Sebelumnya, Kapolres Indramayu menyebut orang-orang yang diamankan itu, 10 di antaranya merupakan provokator. Dalam insiden berdarah pada Senin (4/10/2021), sekelompok orang dari organisasi kemasyarakatan Forum Komunikasi Masyarakat Indramayu Selatan (F-Kamis) diindikasi melakukan provokasi dan mengintimidasi petani asal Jatitujuh, Majalengka yang telah bermitra dengan PT PG Rajawali II Jatitujuh.
"Ada segerombolan preman yang ingin menguasai lahan dan dia mengintimidasi para petani. Ada provokasi dari segelintir orang. Ya melakukan tindak pidana dengan senjata tajam dan melukai petani yang menggarap lahan tebu," tutur Kapolres Indramayu.

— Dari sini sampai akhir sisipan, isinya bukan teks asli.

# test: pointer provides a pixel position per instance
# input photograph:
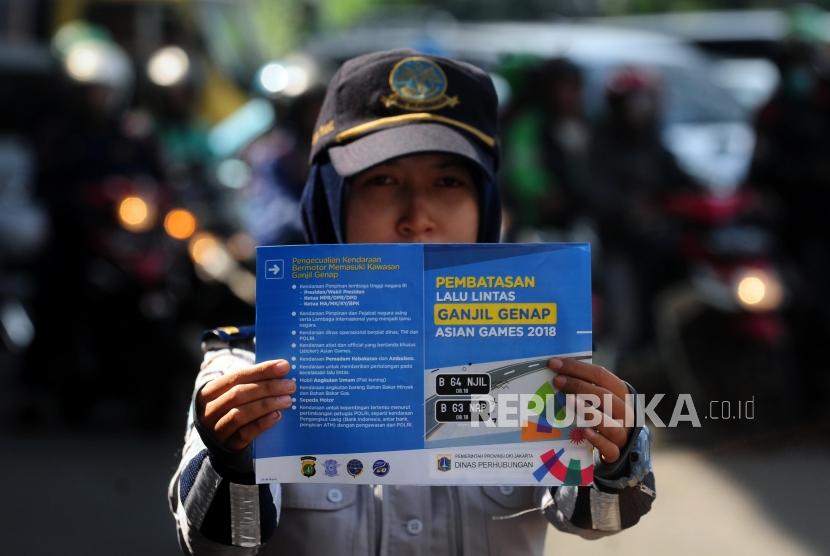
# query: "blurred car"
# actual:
(706, 129)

Sementara itu, menanggapi konflik itu, Bupati Indramayu Nina Agustina secara tegas mengutuk tindakan premanisme yang mengakibatkan dua warga Majalengka meninggal dunia. "Kita boleh hidup bersama-sama, membela. Tapi premanisme ini tidak kita halalkan. Tidak kita perbolehkan," kata Bupati Indramayu.
Menurut Nina Agustina, konflik sengketa lahan yang terjadi di area lahan PG Jatitujuh itu sudah lama terjadi. Pihaknya telah berkoordinasi untuk menyelesaikan permasalahan garapan lahan tersebut.
Peristiwa berdarah itu, ujar Nina Agustina, diduga dipicu akibat salah satu kelompok yang tidak sabar dalam proses penyelesaian sengketa lahan itu.